Military officials do not seem concerned about such expressions of

dissent.

 

"We do not see any problem of motivation in the (15,000-member) reserve

forces," said Yuval Borat, an IDF spokesman. "People may have different

ideas about the operation, but most people come and serve."

 

Arik, a reserve paratroop captain, is one of those who heeded the call,

despite being a prominent member of Peace Now, Israel's leading peace

group.

 

The 32-year-old Arik, who also asked that his real name not be used,

said his current tour of duty in the West Bank is "surreal" given that

Peace Now advocates that Israel go back to borders that existed before

the 1967 war. But refusing to fight would make him a social outcast, and

a traitor to himself.

 

"That would be saying I cannot do anything for Israel," he said. "If I

can't change Israel, if I have given up on this country, then I might as

well go and live elsewhere."

 

 

A CHANGE IN ATTITUDE

But for some, like Abi, the experience of the past few weeks may have

changed their relationship with their country.

 

After four straight days of shelling, Abi and his men entered the Jenin

refugee camp, armed with M-16s as they went door to door in search of

terrorists. He was devastated by what he witnessed.

 

He saw sections of the camp being leveled by bulldozers, leaving houses

without walls or roofs. Layers of rubble covered the ground. "Every

house, if it is still standing, has great holes in it," Abi said. "All

the people who have fled have nowhere to go back to."

 

Abi said he did not shoot at any Palestinians during the five-day sweep.

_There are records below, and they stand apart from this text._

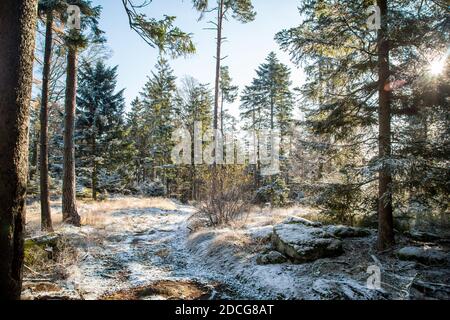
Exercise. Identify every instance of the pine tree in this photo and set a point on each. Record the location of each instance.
(47, 8)
(75, 41)
(268, 103)
(157, 99)
(17, 22)
(228, 93)
(193, 104)
(100, 122)
(355, 80)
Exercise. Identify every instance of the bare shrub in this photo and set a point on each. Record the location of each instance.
(227, 199)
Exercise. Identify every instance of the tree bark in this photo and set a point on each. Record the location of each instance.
(69, 210)
(17, 25)
(218, 61)
(385, 217)
(46, 218)
(94, 163)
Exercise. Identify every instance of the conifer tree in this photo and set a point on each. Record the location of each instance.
(100, 124)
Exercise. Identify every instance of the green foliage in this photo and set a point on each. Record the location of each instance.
(276, 193)
(241, 10)
(100, 129)
(340, 100)
(161, 34)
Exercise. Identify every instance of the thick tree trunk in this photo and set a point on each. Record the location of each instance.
(34, 151)
(17, 25)
(385, 218)
(46, 218)
(94, 166)
(218, 61)
(70, 214)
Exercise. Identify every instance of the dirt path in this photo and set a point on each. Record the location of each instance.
(138, 254)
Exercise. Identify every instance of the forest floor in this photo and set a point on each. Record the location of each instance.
(136, 248)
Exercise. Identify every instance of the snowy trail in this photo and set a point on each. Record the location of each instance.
(136, 248)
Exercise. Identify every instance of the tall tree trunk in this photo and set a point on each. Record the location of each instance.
(218, 61)
(216, 91)
(94, 164)
(17, 25)
(221, 112)
(385, 218)
(46, 218)
(70, 214)
(34, 151)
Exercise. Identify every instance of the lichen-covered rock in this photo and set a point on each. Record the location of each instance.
(273, 257)
(302, 243)
(298, 220)
(347, 232)
(423, 236)
(344, 289)
(424, 255)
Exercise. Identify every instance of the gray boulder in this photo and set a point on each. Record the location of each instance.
(344, 289)
(424, 255)
(347, 232)
(423, 236)
(273, 257)
(302, 243)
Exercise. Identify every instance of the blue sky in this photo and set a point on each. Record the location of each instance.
(247, 46)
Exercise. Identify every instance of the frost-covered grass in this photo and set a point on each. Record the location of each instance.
(93, 213)
(129, 243)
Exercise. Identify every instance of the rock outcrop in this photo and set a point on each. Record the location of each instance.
(302, 241)
(425, 255)
(273, 257)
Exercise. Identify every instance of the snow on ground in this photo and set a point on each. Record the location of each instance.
(133, 242)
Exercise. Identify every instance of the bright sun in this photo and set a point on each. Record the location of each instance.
(437, 66)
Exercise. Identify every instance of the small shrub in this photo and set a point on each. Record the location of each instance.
(228, 200)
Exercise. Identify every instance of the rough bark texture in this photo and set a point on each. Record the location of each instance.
(218, 61)
(17, 25)
(46, 218)
(69, 209)
(385, 219)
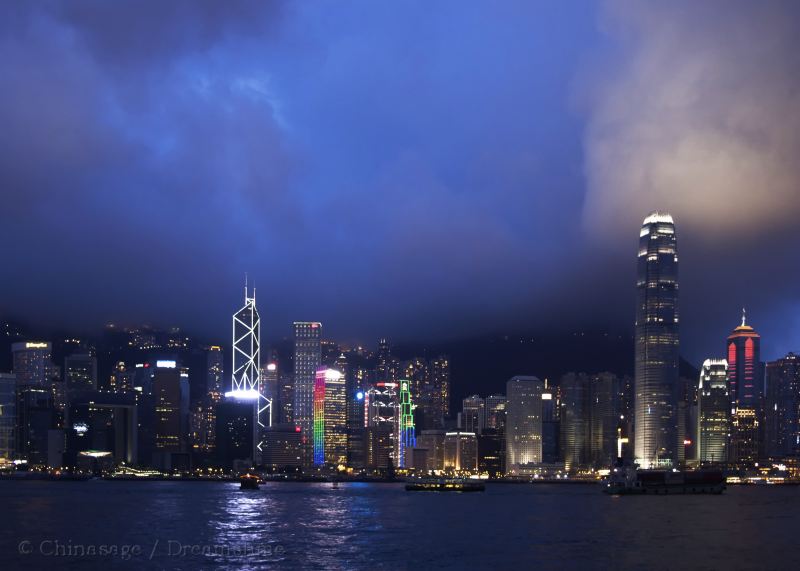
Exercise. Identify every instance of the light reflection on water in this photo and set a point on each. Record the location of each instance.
(380, 526)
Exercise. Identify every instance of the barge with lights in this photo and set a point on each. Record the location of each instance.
(445, 485)
(628, 480)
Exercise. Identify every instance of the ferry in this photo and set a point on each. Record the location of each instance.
(628, 480)
(445, 485)
(249, 482)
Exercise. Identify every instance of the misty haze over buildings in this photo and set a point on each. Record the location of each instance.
(428, 173)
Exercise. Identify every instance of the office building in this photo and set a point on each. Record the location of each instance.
(32, 363)
(491, 444)
(100, 421)
(246, 358)
(473, 414)
(35, 418)
(235, 434)
(496, 412)
(551, 424)
(214, 367)
(121, 379)
(307, 360)
(432, 441)
(744, 393)
(330, 418)
(713, 412)
(8, 416)
(656, 343)
(167, 390)
(523, 422)
(461, 452)
(80, 372)
(281, 448)
(782, 410)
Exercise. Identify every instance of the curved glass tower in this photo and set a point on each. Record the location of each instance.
(656, 337)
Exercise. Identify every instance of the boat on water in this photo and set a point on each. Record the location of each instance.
(249, 482)
(628, 480)
(445, 485)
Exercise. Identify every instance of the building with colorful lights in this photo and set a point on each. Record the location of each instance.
(330, 418)
(523, 422)
(406, 437)
(656, 343)
(473, 414)
(744, 393)
(246, 359)
(307, 360)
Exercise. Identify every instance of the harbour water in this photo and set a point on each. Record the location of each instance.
(200, 525)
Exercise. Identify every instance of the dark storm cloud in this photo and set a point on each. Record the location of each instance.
(698, 112)
(414, 170)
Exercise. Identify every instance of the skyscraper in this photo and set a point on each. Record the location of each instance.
(8, 416)
(523, 422)
(714, 412)
(656, 338)
(496, 412)
(246, 358)
(80, 372)
(330, 418)
(32, 363)
(744, 388)
(461, 452)
(473, 414)
(167, 390)
(744, 352)
(307, 359)
(214, 358)
(782, 411)
(575, 420)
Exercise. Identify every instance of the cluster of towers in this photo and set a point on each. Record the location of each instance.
(731, 414)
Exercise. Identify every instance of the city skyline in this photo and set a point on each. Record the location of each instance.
(521, 267)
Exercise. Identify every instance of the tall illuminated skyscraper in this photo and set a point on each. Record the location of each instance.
(782, 410)
(214, 358)
(32, 363)
(307, 359)
(496, 412)
(714, 411)
(330, 418)
(744, 352)
(246, 350)
(656, 338)
(523, 422)
(406, 436)
(744, 386)
(473, 414)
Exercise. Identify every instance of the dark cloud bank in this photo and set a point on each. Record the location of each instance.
(424, 171)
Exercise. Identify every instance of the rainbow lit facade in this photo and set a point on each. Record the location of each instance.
(319, 417)
(406, 437)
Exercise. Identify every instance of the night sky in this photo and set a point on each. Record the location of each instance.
(420, 170)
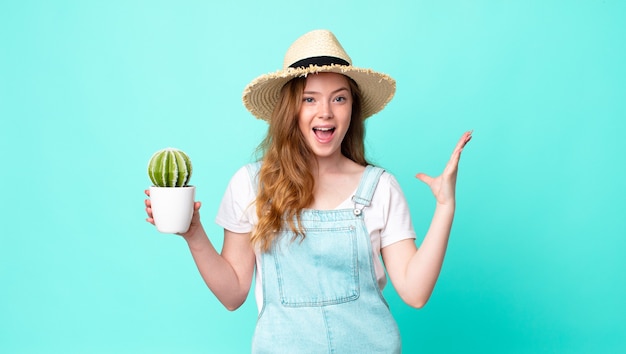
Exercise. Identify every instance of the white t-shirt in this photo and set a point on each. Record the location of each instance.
(387, 219)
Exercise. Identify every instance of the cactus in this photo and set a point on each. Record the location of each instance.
(169, 168)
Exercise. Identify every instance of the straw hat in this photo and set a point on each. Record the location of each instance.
(314, 52)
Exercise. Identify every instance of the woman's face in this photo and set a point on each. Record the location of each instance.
(324, 116)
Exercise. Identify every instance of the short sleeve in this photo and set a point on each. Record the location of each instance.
(397, 224)
(237, 211)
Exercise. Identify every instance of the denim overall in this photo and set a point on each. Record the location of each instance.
(320, 293)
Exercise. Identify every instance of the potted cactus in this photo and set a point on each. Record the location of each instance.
(170, 195)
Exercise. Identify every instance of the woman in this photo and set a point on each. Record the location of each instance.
(313, 217)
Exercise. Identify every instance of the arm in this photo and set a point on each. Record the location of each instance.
(229, 274)
(414, 272)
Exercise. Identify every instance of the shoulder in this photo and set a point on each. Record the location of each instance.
(388, 187)
(244, 176)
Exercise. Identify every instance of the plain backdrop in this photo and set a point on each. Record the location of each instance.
(90, 89)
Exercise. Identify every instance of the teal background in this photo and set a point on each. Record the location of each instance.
(90, 89)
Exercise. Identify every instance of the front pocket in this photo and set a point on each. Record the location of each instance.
(321, 269)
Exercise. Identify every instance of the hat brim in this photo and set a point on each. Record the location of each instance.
(262, 94)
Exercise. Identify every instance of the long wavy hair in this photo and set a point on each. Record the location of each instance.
(286, 183)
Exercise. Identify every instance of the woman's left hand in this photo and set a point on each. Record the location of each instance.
(444, 185)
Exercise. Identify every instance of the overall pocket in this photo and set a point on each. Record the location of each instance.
(321, 269)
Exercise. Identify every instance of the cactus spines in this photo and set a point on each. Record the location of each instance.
(169, 168)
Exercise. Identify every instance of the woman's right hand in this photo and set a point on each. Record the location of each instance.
(195, 219)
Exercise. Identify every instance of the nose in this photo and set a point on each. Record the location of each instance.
(326, 110)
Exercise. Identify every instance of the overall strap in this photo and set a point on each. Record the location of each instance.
(253, 172)
(365, 192)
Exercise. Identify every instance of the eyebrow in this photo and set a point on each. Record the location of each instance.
(332, 93)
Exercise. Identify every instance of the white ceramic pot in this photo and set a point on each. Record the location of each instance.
(172, 208)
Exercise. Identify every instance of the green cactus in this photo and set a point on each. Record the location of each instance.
(169, 168)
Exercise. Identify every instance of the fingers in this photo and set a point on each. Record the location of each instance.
(456, 154)
(424, 178)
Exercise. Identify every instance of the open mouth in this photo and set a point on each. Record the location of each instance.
(324, 133)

He also denied Palestinian and Arab charges that Israeli forces

deliberately killed civilians in Jenin.

 

But he also disputed his own government's account of the fighting --

that all skirmishes involved battles between Israeli troops and

Palestinian gunmen.

 

"The Israeli propaganda says that we only shot at the houses that we

needed to destroy," Abi said. "This is not true. I wish that it were

only property that has been damaged."

 

When Abi was asked if he saw any dead bodies in the ruins, his voice

turned to a whisper:

 

"If there were people there, they are no longer among us. If there was

an elderly man who couldn't get away, he is dead by now."

 

"Even if one person was killed, it's already too much."